Social Media Data Analysis Tool
On social media, users generate content in various forms, including video, images, text, and geospatial data, which is often freely available and provides a huge amount of data. This data can be used for many purposes: by corporations to improve business processes, by policymakers to identify trends in public opinion, by public health officials to monitor infectious disease outbreaks, and by first responders to coordinate rescue efforts after a natural disaster.
Initial Questions
There is a plethora of freely available toolkits for performing natural language processing (NLP) and machine learning (ML) on large datasets, including those from social media sources. …but you have to know how to write code to use them!
The problem
There is lots of interest in leveraging social media data for research in social science, urban planning, epidemiology, and other fields, but most researchers lack the programming skills necessary to use existing NLP toolkits. “I’ll get around to learning how to use these tools some day.” We decided to make SOMEDAEX happen.
What this application can do?
1. Sentiment analysis and other text classification tasks
2. Named entity recognition
3. Geocoding of recognized named locations
4. Topic modeling
5. Network analysis
6. Interactive visualization with linked data views
How will it work?
Existing Python libraries for data analysis and natural language processing
Transformers, SpaCy, Stanza, Flair, GeoPy, Top2Vec, NetworkX, NLTK, etc.
Pretrained models from Huggingface, SpaCy, and StanfordNLP
Existing JavaScript libraries for data visualization
D3, Vega, Vega Lite, Deck.gl, Chart.js, etc.
Creating Proof of Conecpt
Goals for Proof of Conecpt
1. Allow users to incrementally construct a data processing pipeline by using a simple question-based interface.
2. Promote user understanding of the data analysis tasks by showing the results of each task alongside its configuration.
3. Enable rapid prototyping and exploration by using the Streamlit framework.
Lessons learned
1. Interface concepts seemed to work well, but no rigorous user testing was performed.
2. Streamlit was not designed for the level of interactivity we envisioned.
3. The app became painfully slow both as the pipeline grew in complexity and as the size of the dataset increased.
Tasks
NLP Architecture
Top most Hastags from the Tweets
Scatter Plot of Tweets Sentiment
Scatter Plot of Tweets Emotion over Time
Geo-Ploting of Tweets
Topic Modelling
Building the App
1. The NLP toolkits we want to use are written in Python.
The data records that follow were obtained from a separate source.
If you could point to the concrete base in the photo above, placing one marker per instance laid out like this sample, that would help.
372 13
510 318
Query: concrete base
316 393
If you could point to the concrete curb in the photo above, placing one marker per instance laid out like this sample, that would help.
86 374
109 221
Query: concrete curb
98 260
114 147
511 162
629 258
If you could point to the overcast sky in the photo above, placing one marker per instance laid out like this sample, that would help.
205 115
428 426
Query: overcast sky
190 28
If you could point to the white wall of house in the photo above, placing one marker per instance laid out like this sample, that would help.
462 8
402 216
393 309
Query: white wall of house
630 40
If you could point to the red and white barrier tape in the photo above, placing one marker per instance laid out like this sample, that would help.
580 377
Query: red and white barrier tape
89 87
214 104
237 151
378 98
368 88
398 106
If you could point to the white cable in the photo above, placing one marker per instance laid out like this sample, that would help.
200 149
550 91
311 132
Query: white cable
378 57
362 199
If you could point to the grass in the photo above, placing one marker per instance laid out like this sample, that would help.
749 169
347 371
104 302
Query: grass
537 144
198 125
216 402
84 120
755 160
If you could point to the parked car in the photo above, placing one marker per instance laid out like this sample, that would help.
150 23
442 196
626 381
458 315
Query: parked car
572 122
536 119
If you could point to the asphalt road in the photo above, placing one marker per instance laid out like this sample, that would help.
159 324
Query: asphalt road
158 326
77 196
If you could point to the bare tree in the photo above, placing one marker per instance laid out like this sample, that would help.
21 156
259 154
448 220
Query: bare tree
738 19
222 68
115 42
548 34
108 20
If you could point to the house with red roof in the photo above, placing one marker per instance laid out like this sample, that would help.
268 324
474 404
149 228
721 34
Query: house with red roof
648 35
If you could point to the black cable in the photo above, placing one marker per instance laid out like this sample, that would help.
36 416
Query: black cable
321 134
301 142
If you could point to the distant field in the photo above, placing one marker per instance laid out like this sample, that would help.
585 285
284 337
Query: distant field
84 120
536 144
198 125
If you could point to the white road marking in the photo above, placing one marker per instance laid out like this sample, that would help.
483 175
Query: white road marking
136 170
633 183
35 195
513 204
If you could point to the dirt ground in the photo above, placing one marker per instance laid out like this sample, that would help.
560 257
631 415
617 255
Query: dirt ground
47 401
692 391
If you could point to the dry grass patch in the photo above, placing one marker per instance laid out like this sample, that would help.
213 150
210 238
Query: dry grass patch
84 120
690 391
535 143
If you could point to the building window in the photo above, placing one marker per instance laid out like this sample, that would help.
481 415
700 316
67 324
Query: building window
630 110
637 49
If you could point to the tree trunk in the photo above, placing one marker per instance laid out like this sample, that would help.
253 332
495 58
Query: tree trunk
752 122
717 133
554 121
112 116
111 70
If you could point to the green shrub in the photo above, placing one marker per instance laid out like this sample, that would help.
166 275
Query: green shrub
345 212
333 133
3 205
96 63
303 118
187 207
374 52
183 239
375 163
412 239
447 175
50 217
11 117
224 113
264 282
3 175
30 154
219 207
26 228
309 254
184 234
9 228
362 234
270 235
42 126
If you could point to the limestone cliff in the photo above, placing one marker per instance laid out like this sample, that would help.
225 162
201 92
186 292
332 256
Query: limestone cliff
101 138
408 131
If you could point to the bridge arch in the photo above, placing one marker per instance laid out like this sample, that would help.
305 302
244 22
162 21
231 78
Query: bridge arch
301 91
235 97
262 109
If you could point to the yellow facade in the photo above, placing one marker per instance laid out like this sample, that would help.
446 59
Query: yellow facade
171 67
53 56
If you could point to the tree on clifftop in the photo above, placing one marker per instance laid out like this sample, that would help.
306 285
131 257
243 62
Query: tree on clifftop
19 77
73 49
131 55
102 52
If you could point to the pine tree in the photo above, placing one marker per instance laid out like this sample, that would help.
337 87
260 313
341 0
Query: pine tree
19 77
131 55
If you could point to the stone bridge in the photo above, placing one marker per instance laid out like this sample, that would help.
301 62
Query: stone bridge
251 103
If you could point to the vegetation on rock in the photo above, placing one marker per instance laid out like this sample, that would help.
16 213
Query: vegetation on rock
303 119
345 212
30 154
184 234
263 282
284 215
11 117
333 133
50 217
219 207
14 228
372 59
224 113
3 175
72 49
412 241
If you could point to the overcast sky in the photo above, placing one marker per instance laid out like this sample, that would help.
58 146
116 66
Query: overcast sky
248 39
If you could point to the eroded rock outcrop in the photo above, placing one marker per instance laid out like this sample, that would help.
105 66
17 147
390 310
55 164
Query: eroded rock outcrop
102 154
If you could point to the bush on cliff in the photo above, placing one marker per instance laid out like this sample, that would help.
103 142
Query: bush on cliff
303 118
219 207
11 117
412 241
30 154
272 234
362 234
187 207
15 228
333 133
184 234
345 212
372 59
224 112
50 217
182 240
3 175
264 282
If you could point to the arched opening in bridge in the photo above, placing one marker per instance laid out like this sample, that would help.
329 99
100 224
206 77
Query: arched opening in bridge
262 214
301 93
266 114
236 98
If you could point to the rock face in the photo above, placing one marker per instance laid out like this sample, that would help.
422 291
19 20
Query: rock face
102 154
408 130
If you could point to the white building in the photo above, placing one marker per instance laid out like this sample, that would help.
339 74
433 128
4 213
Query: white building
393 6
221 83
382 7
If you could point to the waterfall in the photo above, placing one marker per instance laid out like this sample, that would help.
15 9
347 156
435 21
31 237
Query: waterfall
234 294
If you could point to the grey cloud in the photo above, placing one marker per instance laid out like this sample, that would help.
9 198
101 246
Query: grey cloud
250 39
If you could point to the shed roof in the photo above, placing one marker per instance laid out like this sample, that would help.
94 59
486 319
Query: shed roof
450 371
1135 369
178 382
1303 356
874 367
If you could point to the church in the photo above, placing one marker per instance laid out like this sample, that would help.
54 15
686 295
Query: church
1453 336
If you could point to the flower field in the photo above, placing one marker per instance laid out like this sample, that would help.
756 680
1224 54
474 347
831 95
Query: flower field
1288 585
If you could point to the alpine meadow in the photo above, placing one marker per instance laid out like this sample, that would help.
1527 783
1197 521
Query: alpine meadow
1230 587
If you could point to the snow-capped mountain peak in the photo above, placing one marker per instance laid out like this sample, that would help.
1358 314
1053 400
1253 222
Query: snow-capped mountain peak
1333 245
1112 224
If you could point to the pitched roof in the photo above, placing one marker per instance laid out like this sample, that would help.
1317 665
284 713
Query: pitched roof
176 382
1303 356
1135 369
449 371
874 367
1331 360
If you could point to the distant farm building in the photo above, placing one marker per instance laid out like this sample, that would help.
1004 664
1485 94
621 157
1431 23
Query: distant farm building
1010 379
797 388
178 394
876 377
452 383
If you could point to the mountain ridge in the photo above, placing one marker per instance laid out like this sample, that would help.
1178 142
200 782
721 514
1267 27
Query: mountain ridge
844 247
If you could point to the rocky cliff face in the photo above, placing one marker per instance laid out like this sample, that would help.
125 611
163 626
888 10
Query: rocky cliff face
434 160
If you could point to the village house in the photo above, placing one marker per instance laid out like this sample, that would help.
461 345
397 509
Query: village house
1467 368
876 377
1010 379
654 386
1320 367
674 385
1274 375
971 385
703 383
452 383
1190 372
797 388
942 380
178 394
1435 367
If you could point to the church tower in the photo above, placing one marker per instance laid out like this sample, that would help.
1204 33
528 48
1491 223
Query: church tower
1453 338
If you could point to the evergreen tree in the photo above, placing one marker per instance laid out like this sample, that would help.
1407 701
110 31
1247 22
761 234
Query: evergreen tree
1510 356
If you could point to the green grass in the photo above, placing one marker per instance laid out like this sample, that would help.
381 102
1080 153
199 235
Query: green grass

2. The data visualization libraries are written in JavaScript.
3. Our solution is to build an Electron app that runs a Python background process for data processing.
What is Electron
Electron is an open-source, cross-platform software framework that allows you to build desktop applications using web technologies (HTML, CSS, JavaScript). Unlike a browser-based web application, an Electron app has access to the local file system and the ability to spawn child processes.